This study investigates the interaction between tebuconazole and bovine serum albumin (BSA) in a physiological buffer (pH = 7.4) using the fluorescence quenching method to obtain the apparent binding constants (K) and number of binding sites (n) in the interaction between tebuconazole and BSA. The results revealed that tebuconazole can quench the intrinsic fluorescence of BSA through a static quenching procedure. It also shows that the thermodynamic parameters of enthalpy change (ΔH) and entropy change (ΔS) are negative, indicating that the interaction of tebuconazole with BSA is mainly driven by van der Waals forces and hydrogen bonds. The process of binding was a spontaneous process in which Gibbs free energy change was negative. The distance of r between the donor (BSA) and acceptor (tebuconazole) was calculated to be 0.68 nm based on Forster’s non-radiative energy transfer theory. Analysis of synchronous fluorescence, three-dimensional fluorescence and circular dichroism (CD) spectra demonstrates that tebuconazole can induce conformational changes of BSA.

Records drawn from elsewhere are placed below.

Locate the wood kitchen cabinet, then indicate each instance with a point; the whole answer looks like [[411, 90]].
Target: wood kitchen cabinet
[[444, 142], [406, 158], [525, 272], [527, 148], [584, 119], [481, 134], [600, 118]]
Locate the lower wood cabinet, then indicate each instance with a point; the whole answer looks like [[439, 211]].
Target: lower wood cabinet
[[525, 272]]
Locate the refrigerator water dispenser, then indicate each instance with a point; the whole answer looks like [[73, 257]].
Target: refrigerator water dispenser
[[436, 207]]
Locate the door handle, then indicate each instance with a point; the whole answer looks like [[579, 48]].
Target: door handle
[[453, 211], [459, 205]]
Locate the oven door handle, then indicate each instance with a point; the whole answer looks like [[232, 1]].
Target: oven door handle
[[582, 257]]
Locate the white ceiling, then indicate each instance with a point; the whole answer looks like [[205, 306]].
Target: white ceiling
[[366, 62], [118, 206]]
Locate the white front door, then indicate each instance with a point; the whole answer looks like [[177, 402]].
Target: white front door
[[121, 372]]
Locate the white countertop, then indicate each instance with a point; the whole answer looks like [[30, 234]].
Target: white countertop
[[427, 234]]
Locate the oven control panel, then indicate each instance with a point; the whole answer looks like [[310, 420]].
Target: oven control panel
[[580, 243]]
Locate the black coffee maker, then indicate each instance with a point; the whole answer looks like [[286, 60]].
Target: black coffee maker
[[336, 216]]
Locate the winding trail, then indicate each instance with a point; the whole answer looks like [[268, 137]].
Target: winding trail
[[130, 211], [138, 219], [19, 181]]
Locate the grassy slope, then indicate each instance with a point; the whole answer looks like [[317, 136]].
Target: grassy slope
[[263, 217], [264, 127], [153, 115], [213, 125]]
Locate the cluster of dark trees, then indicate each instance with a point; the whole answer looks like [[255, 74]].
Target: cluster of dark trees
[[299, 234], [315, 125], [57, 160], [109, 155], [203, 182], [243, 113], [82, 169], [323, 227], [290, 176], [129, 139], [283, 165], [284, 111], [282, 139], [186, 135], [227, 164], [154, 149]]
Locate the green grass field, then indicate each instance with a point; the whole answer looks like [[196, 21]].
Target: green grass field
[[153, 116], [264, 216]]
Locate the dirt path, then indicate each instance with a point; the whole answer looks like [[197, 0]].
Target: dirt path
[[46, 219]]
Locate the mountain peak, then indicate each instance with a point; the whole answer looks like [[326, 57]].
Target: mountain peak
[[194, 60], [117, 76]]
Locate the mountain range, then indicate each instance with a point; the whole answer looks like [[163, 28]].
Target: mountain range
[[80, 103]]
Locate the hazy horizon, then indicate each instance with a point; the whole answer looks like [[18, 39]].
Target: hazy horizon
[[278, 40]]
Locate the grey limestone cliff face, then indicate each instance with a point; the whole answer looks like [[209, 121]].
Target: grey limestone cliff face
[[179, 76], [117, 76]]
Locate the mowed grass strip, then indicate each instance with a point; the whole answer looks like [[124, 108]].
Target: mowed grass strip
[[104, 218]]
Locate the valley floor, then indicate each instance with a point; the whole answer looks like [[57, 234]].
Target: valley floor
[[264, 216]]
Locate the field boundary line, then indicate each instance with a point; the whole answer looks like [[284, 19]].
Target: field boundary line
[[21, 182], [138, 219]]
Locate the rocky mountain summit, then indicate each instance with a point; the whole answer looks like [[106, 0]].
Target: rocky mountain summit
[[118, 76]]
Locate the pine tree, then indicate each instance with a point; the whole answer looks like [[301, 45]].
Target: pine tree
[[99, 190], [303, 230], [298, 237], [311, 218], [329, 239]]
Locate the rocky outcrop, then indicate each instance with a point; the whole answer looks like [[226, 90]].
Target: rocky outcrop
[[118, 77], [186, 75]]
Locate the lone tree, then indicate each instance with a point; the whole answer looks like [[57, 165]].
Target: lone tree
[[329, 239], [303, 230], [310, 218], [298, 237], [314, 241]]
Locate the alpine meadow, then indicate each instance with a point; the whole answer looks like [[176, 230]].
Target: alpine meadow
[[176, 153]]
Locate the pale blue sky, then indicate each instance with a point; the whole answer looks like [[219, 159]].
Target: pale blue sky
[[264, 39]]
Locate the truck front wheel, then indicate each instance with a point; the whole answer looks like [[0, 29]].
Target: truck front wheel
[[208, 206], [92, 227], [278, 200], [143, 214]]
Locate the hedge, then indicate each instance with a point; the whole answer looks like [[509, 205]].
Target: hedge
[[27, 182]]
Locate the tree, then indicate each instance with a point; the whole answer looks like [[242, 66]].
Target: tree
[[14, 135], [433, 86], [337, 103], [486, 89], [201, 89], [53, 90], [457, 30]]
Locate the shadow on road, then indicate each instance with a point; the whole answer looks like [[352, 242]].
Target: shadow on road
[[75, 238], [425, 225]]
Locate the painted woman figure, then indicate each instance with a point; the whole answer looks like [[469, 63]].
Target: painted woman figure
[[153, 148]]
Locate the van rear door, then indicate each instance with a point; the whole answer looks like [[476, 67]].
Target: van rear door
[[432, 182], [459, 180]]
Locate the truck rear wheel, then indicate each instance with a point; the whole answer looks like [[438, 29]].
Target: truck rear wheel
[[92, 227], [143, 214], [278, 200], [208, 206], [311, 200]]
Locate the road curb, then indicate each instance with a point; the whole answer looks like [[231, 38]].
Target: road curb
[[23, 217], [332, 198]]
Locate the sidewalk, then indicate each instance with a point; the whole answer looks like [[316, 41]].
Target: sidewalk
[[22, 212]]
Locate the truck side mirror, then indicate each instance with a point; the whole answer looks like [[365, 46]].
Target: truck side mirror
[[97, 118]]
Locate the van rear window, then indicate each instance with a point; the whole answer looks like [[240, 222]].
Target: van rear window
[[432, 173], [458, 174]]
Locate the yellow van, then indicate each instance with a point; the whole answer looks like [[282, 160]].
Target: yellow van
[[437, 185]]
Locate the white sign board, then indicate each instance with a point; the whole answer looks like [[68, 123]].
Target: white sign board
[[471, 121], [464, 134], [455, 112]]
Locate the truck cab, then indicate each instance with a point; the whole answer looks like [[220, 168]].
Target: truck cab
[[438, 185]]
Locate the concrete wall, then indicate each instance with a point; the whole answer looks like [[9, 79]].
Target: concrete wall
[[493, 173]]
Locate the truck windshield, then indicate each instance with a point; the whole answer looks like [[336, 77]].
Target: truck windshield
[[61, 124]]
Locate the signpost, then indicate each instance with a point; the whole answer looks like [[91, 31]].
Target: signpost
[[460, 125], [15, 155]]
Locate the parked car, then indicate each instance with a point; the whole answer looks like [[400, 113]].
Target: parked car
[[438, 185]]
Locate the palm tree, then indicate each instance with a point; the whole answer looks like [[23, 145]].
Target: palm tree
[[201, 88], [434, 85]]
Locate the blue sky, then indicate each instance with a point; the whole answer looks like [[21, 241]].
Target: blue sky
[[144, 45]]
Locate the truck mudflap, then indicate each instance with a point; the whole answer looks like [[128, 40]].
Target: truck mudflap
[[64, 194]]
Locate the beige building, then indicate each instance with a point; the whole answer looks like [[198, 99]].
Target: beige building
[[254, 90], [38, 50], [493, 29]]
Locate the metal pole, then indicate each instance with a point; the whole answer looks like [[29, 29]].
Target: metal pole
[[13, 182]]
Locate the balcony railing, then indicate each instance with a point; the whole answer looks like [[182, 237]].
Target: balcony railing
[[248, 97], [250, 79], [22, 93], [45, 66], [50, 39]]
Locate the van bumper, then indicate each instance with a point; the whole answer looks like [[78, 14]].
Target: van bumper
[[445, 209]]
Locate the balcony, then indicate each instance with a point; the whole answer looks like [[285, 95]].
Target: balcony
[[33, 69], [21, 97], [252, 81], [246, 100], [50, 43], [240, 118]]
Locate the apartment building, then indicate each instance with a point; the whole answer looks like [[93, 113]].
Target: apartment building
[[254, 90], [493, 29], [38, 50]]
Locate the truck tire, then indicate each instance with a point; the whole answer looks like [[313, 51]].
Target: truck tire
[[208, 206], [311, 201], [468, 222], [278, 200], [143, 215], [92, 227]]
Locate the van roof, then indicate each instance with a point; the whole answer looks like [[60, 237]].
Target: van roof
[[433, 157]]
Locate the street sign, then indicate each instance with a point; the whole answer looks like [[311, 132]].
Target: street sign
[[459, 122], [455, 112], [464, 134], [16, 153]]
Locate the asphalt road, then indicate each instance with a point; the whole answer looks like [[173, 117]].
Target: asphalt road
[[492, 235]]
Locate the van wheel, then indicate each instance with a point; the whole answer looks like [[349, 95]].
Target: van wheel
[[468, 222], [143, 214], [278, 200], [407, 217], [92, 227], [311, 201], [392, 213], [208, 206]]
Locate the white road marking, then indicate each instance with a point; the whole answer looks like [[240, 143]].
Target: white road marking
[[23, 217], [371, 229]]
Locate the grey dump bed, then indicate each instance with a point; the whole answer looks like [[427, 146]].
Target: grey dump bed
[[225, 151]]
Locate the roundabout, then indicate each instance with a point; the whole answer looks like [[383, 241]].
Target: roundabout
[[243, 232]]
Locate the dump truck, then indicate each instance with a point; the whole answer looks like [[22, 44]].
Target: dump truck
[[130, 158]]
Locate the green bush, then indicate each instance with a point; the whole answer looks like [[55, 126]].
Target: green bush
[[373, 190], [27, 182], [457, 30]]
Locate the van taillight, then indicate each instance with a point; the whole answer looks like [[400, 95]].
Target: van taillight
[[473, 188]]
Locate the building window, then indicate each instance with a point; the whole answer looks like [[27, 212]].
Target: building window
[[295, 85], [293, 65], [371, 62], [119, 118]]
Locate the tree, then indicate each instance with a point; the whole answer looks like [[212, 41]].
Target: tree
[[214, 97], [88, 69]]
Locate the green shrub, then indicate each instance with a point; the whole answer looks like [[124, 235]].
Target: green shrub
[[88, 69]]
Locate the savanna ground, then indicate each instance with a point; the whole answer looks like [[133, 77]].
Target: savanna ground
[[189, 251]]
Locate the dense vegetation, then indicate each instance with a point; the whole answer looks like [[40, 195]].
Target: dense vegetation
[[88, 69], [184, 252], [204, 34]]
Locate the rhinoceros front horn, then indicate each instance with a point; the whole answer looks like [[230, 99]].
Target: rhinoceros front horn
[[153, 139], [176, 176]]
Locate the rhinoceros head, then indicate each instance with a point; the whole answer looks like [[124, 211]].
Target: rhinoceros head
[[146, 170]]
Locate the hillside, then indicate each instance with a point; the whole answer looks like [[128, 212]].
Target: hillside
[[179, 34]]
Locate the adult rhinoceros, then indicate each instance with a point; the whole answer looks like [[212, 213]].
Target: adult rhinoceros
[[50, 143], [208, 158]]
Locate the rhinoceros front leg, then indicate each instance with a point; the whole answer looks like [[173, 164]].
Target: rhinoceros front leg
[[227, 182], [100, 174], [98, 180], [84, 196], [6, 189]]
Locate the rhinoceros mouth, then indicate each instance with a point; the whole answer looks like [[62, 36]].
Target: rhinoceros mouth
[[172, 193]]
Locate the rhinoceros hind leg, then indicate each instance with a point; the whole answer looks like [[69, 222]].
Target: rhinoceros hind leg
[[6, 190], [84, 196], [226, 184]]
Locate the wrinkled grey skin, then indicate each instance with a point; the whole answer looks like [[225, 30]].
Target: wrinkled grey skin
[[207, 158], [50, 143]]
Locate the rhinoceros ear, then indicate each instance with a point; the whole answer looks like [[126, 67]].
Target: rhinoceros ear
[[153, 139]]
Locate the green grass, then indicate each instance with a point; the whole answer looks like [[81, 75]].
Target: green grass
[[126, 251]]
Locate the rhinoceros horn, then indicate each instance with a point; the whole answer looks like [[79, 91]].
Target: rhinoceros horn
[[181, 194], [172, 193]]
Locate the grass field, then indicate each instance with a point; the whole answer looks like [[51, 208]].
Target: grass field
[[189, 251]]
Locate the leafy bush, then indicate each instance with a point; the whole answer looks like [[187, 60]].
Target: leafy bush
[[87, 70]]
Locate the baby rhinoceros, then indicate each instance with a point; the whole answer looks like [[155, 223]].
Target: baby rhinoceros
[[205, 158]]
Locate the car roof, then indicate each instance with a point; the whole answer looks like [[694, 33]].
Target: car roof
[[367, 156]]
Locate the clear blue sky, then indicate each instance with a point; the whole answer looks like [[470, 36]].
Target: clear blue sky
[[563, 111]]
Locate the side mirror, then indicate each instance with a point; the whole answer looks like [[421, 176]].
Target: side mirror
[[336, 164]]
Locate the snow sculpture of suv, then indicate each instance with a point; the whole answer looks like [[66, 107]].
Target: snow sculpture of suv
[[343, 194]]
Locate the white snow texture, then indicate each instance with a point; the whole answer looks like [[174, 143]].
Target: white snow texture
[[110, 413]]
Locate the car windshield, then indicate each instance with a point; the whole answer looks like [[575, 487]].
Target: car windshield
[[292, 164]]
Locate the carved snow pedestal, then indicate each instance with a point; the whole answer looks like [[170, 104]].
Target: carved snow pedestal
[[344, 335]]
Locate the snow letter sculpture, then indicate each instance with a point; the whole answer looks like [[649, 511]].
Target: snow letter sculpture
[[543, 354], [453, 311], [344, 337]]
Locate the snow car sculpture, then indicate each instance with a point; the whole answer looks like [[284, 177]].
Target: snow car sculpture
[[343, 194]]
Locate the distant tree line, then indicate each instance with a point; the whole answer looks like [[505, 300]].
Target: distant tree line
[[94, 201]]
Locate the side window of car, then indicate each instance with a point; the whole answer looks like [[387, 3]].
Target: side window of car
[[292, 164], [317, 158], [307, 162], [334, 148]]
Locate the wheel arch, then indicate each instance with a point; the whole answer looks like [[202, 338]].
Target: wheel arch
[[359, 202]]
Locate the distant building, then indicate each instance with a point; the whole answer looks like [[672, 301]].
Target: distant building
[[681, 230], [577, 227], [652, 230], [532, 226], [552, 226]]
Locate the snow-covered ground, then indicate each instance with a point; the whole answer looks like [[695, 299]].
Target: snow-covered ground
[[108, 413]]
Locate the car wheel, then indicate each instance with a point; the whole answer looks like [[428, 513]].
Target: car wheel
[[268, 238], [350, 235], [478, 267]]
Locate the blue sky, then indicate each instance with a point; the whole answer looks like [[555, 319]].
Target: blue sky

本研究使用荧光猝灭法研究了戊酸叔丁唑与生理缓冲液（pH = 7.4）中的牛血清白蛋白（BSA）之间的相互作用，从而获得了戊酸叔丁康唑之间的表观结合常数（K）和结合位点数（n）和BSA。结果表明，戊唑醇可以通过静态猝灭程序猝灭BSA的固有荧光。还显示了焓变（ΔH）和熵变（ΔS）的热力学参数）为负值，表明戊唑醇与BSA的相互作用主要由范德华力和氢键驱动。结合过程是自发过程，吉布斯自由能变化为负。根据福斯特（Forster）的非辐射能量转移理论，供体（BSA）与受体（戊唑醇）之间的r距离为0.68 nm。同步荧光，三维荧光和圆二色性（CD）光谱分析表明，戊唑醇可以诱导BSA的构象变化。